Installation
This document covers:
- Prerequisites - The requirements of PhariaAI
- The installation process that includes
- Model Weights - How to download and configure model weights
- Installation - The process to install PhariaAI for the first time
- Upgrade - The process to upgrade an existing PhariaAI installation to the latest release
Prerequisites
Get access to our software
The PhariaAI stack is bundled as a single Helm chart, containing all relevant dependencies as Helm sub-charts for the entire stack. Upon signing your contract, we will provide you with accounts to our Software Self-Service.
You will need an username and access token to be used by Helm to download the bundled chart from our registry, as well as to be provided as a docker-registry secret in your cluster. Furthermore, the credentials can be used for downloading the respective model data.
You have to log in at our Software Self-Service to create the respective access token (see Registry Credential Setup).
Hardware Requirements
- 3 NVIDIA GPUs of Ampere, Lovelace or Hopper generation, with 40GB VRAM each.
- 24 CPU cores, 128 GB RAM
Software Requirements
- Kubernetes version >= 1.29
- The cluster should have an ingress controller for allowing external access to the PhariaAI service and a certificate-manager setup for supporting access via TLS.
- For installing the inference stack, the Kubernetes requires GPU nodes to run the respective application Pods
- We recommend to use the NVIDIA GPU Operator to prepare your GPU nodes with a recent NVIDIA driver version and the necessary libraries. We have tested our stack on clusters using version >= 24 of the GPU Operator and default settings.
- We require persistent volumes that are available to all GPU nodes in the cluster to store model weights.

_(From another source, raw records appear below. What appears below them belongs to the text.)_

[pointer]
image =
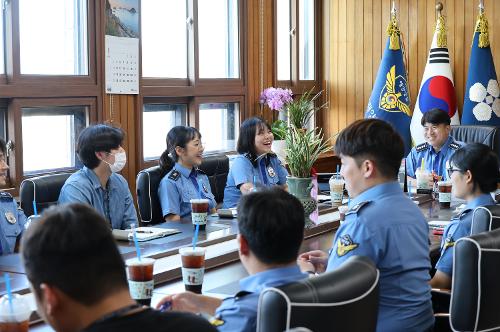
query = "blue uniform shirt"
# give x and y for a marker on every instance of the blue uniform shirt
(434, 161)
(12, 221)
(239, 313)
(398, 244)
(178, 187)
(269, 172)
(460, 226)
(115, 202)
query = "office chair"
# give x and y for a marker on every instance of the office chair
(342, 296)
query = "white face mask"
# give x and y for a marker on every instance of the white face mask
(120, 161)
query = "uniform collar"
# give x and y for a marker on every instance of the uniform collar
(481, 200)
(273, 277)
(183, 170)
(377, 191)
(94, 179)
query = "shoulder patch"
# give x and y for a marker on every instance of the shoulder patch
(421, 147)
(5, 196)
(356, 208)
(345, 244)
(454, 146)
(174, 175)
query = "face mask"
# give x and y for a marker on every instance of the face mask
(120, 161)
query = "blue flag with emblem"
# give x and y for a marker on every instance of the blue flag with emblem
(481, 99)
(390, 98)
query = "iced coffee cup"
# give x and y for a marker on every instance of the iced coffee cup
(336, 190)
(193, 268)
(140, 279)
(15, 317)
(444, 192)
(199, 212)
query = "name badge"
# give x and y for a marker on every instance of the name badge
(10, 217)
(271, 172)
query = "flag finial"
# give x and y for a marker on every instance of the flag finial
(442, 40)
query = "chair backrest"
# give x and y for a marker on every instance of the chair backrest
(475, 292)
(148, 180)
(44, 190)
(489, 135)
(334, 301)
(485, 219)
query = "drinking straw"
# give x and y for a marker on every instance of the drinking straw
(137, 248)
(195, 237)
(9, 292)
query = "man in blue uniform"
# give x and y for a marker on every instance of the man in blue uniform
(382, 224)
(12, 218)
(271, 224)
(437, 149)
(97, 183)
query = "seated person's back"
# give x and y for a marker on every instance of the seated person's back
(271, 224)
(79, 281)
(97, 183)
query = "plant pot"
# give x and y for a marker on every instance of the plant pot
(279, 147)
(301, 188)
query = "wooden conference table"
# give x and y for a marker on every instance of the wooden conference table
(223, 269)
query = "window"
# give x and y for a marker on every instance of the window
(157, 120)
(219, 124)
(218, 38)
(165, 56)
(53, 37)
(53, 146)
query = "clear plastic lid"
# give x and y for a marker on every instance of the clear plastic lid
(20, 310)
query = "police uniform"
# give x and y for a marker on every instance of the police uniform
(434, 161)
(460, 226)
(398, 244)
(12, 221)
(114, 202)
(239, 313)
(179, 186)
(268, 170)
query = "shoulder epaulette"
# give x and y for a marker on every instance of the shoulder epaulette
(356, 208)
(455, 146)
(174, 175)
(421, 147)
(5, 196)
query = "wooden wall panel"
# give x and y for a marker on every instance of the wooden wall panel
(357, 40)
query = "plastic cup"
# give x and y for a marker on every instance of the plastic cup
(342, 211)
(444, 192)
(336, 190)
(15, 318)
(199, 212)
(193, 268)
(140, 279)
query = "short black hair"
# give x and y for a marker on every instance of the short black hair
(435, 116)
(95, 138)
(71, 248)
(272, 221)
(482, 162)
(372, 139)
(246, 139)
(177, 136)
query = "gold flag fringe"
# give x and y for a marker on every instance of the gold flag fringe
(394, 33)
(442, 40)
(482, 28)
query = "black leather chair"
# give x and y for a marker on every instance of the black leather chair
(485, 218)
(475, 292)
(488, 135)
(345, 299)
(216, 167)
(44, 190)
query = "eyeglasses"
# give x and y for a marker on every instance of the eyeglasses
(450, 170)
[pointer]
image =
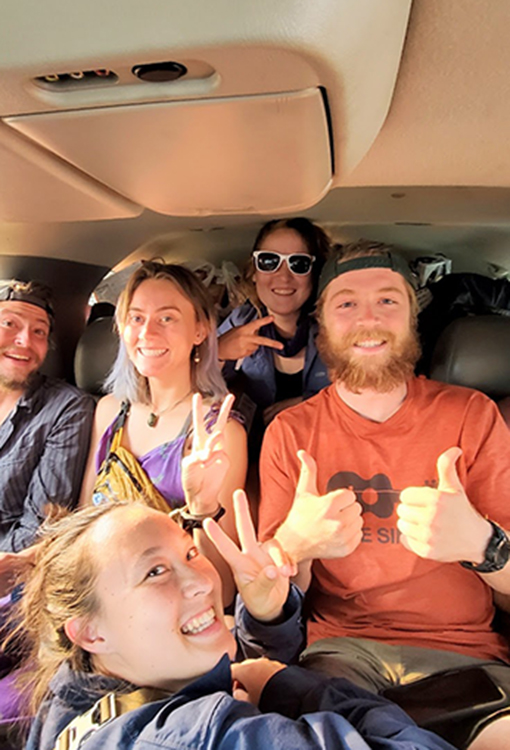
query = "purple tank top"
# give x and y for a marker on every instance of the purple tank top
(162, 464)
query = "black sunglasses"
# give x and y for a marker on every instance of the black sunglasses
(268, 261)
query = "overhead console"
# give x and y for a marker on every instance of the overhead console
(190, 109)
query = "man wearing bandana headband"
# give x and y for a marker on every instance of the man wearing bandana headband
(392, 492)
(44, 425)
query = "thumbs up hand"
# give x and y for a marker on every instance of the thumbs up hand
(320, 526)
(441, 524)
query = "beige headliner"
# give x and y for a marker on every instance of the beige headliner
(437, 159)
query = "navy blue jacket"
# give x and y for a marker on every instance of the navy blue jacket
(259, 369)
(299, 710)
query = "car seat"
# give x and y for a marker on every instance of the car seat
(95, 355)
(475, 352)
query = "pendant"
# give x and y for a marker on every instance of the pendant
(152, 419)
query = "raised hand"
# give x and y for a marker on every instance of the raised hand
(441, 524)
(320, 526)
(251, 676)
(244, 340)
(205, 467)
(261, 573)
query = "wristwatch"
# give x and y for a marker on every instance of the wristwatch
(190, 521)
(497, 552)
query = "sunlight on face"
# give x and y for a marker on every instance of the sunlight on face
(160, 621)
(282, 292)
(161, 328)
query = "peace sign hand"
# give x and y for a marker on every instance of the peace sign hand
(204, 469)
(244, 340)
(261, 571)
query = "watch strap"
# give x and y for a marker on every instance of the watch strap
(497, 552)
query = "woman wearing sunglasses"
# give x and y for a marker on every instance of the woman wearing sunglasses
(269, 341)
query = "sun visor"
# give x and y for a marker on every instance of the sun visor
(210, 156)
(37, 186)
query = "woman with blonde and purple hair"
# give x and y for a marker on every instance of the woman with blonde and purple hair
(167, 353)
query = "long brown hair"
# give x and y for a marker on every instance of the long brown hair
(58, 587)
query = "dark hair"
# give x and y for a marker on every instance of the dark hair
(315, 238)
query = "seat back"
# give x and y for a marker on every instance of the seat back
(95, 355)
(475, 352)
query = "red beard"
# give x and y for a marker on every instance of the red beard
(378, 373)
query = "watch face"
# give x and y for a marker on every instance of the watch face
(497, 553)
(501, 551)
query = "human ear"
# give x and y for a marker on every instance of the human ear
(84, 633)
(201, 333)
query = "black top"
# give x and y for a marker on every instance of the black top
(288, 386)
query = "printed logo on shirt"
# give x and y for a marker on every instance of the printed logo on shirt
(375, 495)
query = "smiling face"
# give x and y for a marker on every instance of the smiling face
(161, 328)
(160, 615)
(282, 292)
(367, 338)
(24, 333)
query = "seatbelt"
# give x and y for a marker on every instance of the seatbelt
(107, 708)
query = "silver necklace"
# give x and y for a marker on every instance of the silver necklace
(153, 418)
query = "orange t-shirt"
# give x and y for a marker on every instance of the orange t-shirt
(382, 591)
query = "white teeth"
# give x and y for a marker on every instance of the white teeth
(152, 352)
(369, 344)
(202, 622)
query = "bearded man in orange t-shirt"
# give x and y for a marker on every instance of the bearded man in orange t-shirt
(392, 493)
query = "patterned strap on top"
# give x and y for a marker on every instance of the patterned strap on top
(115, 438)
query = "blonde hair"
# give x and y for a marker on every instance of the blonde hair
(59, 587)
(124, 381)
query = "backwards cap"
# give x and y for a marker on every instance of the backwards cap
(32, 292)
(336, 266)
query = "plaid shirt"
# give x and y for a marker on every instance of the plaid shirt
(43, 448)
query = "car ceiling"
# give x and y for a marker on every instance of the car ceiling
(380, 119)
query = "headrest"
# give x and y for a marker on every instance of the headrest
(95, 355)
(475, 352)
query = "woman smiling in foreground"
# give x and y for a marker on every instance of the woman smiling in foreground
(121, 599)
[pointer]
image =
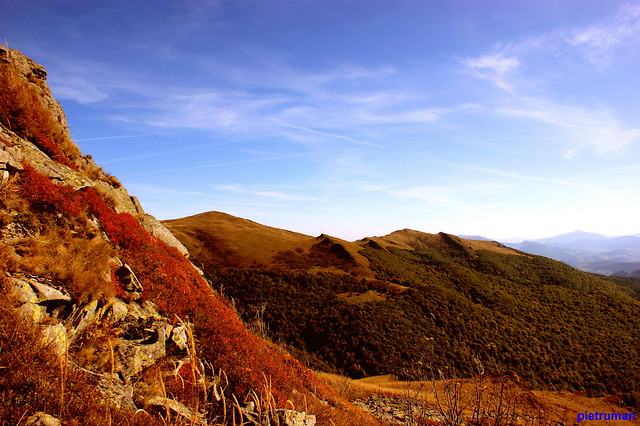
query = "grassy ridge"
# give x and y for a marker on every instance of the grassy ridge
(556, 327)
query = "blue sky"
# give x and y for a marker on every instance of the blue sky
(355, 118)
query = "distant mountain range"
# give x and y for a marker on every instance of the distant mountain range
(600, 254)
(409, 303)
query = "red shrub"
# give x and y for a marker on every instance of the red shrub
(45, 196)
(173, 284)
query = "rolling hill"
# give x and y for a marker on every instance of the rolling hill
(103, 319)
(410, 303)
(600, 254)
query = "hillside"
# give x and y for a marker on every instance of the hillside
(103, 320)
(427, 302)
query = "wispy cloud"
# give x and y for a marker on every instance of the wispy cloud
(519, 69)
(599, 39)
(600, 130)
(497, 68)
(241, 189)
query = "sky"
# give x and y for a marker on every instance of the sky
(355, 118)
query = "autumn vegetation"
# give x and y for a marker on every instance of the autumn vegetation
(69, 237)
(440, 303)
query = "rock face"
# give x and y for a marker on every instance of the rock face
(104, 293)
(115, 337)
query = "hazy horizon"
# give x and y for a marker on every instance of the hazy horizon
(355, 118)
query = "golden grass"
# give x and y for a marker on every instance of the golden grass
(81, 264)
(550, 407)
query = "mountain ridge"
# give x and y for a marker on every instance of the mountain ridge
(426, 288)
(103, 318)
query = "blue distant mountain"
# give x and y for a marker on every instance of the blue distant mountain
(619, 256)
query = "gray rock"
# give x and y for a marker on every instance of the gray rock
(46, 292)
(55, 337)
(298, 418)
(42, 419)
(128, 279)
(115, 391)
(158, 230)
(178, 408)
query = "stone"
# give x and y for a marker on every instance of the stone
(137, 354)
(177, 407)
(298, 418)
(22, 291)
(55, 337)
(118, 310)
(180, 337)
(46, 292)
(88, 315)
(158, 230)
(128, 279)
(118, 393)
(42, 419)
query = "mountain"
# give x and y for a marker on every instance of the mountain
(103, 319)
(619, 256)
(411, 303)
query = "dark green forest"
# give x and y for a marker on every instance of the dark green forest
(556, 327)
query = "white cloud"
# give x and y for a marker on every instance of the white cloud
(598, 39)
(77, 89)
(599, 130)
(496, 68)
(241, 189)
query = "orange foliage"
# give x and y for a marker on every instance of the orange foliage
(175, 286)
(23, 112)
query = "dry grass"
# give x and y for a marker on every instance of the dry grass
(81, 265)
(33, 378)
(24, 111)
(478, 398)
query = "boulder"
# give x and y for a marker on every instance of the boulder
(158, 230)
(298, 418)
(178, 408)
(42, 419)
(55, 337)
(116, 392)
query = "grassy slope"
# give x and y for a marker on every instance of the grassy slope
(557, 327)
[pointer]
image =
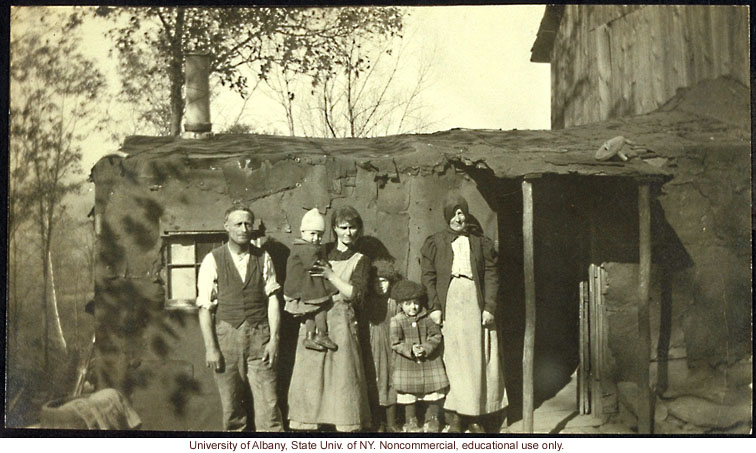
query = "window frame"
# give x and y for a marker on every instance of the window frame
(213, 237)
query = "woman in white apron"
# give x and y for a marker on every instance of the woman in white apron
(459, 271)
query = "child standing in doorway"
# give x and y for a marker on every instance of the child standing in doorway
(307, 296)
(419, 373)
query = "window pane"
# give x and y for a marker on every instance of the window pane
(183, 283)
(182, 251)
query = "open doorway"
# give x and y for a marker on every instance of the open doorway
(578, 220)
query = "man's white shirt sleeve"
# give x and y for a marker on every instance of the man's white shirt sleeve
(208, 273)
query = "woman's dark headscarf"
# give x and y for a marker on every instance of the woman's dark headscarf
(453, 201)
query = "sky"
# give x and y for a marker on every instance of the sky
(481, 78)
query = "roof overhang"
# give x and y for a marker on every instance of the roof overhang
(541, 50)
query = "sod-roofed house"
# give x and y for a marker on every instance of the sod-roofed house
(598, 253)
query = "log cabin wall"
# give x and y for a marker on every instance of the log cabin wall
(613, 61)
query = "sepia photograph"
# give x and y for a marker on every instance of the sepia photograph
(438, 221)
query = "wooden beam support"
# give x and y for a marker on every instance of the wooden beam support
(528, 349)
(644, 328)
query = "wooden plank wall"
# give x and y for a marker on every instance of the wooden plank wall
(653, 50)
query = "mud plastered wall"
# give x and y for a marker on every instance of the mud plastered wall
(157, 355)
(708, 206)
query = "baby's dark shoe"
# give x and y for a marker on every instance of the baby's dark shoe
(432, 425)
(324, 340)
(310, 343)
(411, 426)
(475, 428)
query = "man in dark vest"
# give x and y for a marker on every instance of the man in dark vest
(237, 283)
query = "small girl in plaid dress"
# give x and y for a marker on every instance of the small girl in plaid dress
(418, 367)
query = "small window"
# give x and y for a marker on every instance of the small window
(184, 252)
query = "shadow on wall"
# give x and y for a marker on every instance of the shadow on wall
(134, 332)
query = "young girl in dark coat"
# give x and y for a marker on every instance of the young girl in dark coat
(380, 308)
(418, 367)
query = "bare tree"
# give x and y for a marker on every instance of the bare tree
(53, 89)
(372, 91)
(152, 42)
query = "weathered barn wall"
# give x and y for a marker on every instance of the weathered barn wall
(156, 355)
(613, 61)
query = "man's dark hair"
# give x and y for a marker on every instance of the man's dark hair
(238, 207)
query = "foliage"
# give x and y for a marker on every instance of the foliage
(54, 89)
(151, 43)
(364, 96)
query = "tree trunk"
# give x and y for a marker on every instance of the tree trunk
(45, 278)
(176, 74)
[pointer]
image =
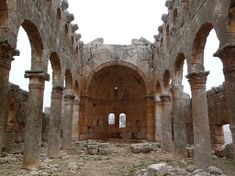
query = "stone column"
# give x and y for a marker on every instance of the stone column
(227, 55)
(54, 138)
(150, 118)
(67, 119)
(178, 115)
(202, 145)
(83, 124)
(75, 132)
(6, 56)
(33, 129)
(158, 120)
(167, 142)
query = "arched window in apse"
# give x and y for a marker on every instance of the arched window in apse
(111, 119)
(122, 120)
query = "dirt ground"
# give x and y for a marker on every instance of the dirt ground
(120, 162)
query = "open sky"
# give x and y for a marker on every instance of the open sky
(118, 22)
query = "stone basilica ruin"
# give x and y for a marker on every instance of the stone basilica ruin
(127, 92)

I.e., download jobs will store the model weights on persistent volumes and the Worker deployment will later read them from these. This could fail if persistent volumes are bound to availability zones and the download job and Worker deployment run in different availability zones.
- Helm version >= 3.0
- While we provide databases as part of our Helm dependencies, we recommend that you provide your own databases for productive setups.
- We require PostgreSQL version >= 14
How to operate PhariaAI
PhariaAI can be operated on any suitable Kubernetes cluster using the Helm chart provided in this repository: https://alephalpha.jfrog.io/artifactory/helm/pharia-ai/. The Helm chart will install the necessary components to run the PhariaAI models on your cluster.
Registry Credential Setup
If you have not already done so, you can create a token with your account on Software Self-Service under this artifact path:
Click the "Set me Up" button to generate a token.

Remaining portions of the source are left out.